Chris Cox, Meta's chief product officer, said Thursday at the Bloomberg Tech Summit that the platform uses publicly available photos and text to train a text-to-image generative model called Emu. Told.
“We don't train on things that are private. We don't train on things that people share with their friends. We train on things that are public,” he said.
Because Instagram has a lot of photos “of art, fashion, culture, and not just images of people and us,” Meta's text-to-image model can produce “really amazing quality images,” Cox said. he added.
Users can create images on Meta AI by entering a prompt that starts with the word “imagine,” and four images will be generated, according to the website.
For an AI model to be effective, it must be trained by inputting data. it is a debatable issue, There is no way to prevent it Prevent copyrighted content from being collected from the Internet and used to create your LLM.
However, the US Copyright Office has been trying to address this issue since early last year and is considering amending the law to address the issue.
One of the ways companies are trying to capture data is by partnering with other companies. For example, OpenAI partners with several media outlets to license content and develop models for it.
Meta also considered acquiring publisher Simon & Schuster to get more data to train its models, The New York Times reported last month.
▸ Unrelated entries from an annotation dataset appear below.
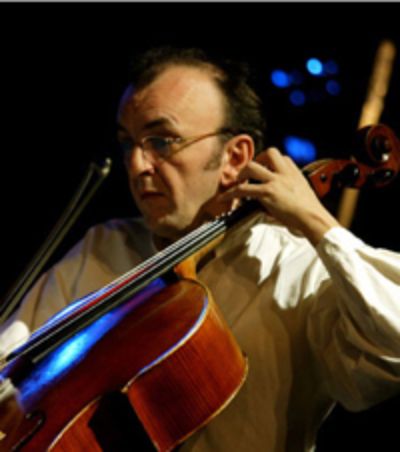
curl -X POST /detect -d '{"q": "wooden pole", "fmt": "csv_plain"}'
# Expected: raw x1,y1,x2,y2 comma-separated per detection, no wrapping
337,40,396,228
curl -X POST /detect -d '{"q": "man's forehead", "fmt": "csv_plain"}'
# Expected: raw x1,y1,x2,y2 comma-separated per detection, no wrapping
119,67,224,129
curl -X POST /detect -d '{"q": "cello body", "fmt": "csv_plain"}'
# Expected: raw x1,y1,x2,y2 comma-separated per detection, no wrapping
0,278,247,452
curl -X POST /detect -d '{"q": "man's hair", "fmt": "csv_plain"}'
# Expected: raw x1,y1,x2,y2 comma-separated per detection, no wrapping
131,47,265,153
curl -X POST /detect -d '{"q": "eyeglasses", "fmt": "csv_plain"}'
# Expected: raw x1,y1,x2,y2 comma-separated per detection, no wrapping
120,129,234,159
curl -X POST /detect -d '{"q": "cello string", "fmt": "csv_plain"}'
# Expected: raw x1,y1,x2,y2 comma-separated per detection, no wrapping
7,203,260,360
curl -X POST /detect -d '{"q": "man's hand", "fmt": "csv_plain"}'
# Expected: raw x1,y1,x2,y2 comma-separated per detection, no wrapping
219,148,339,245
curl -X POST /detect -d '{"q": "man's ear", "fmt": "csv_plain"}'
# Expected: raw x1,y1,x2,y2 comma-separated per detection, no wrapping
221,133,254,188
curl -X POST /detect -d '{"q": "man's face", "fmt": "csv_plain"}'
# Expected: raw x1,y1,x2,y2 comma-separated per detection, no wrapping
118,66,228,239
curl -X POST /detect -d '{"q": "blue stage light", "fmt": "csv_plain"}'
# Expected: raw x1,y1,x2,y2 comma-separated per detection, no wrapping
306,58,324,76
271,69,291,88
325,80,341,96
283,135,317,165
289,89,306,107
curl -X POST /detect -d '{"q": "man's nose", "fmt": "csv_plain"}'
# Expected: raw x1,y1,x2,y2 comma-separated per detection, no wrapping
126,145,156,175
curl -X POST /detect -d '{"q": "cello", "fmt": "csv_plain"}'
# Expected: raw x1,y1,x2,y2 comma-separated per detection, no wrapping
0,125,400,451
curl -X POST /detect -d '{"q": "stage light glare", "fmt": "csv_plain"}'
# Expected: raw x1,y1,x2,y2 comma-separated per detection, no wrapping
271,69,291,88
283,135,317,165
306,58,324,76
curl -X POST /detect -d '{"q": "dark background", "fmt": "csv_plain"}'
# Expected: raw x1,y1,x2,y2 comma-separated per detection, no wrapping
0,3,400,451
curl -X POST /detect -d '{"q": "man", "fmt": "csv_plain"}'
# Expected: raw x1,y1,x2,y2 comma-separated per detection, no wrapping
1,49,400,451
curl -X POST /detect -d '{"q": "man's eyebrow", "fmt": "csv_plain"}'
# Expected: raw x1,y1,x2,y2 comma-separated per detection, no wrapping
143,118,174,130
117,118,175,133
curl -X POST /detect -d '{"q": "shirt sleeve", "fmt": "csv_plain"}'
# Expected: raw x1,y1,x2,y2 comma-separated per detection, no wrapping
308,227,400,411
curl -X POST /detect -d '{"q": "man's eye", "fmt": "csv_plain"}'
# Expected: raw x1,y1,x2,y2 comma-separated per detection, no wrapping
118,138,133,152
147,137,169,154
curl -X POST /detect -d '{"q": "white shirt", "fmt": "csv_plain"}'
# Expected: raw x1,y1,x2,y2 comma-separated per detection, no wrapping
0,214,400,452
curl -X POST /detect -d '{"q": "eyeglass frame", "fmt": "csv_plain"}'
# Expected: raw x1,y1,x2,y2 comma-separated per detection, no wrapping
120,128,235,160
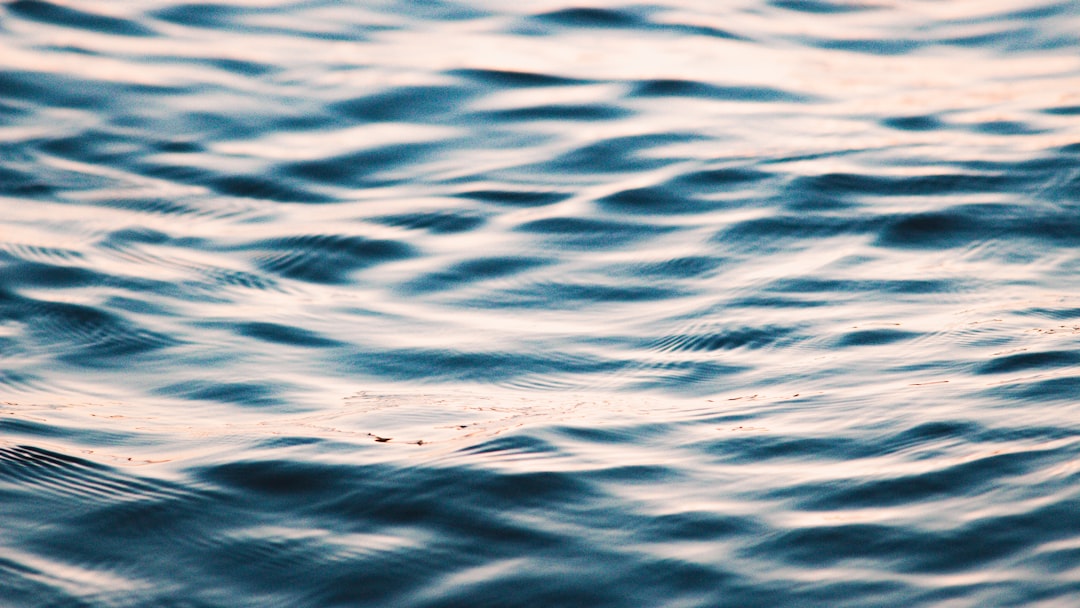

In addition to raw datasets, companies use “feedback loops” – data collected from past interactions and outputs that are analyzed to improve future performance – to train models. It contains algorithms that tell the AI model when an error occurs so it can learn from it.
Meta CEO Mark Zuckerberg told The Verge last month that feedback loops are “more valuable” than any “upfront corpus.”
Meta did not immediately respond to Business Insider's request for comment outside of normal business hours.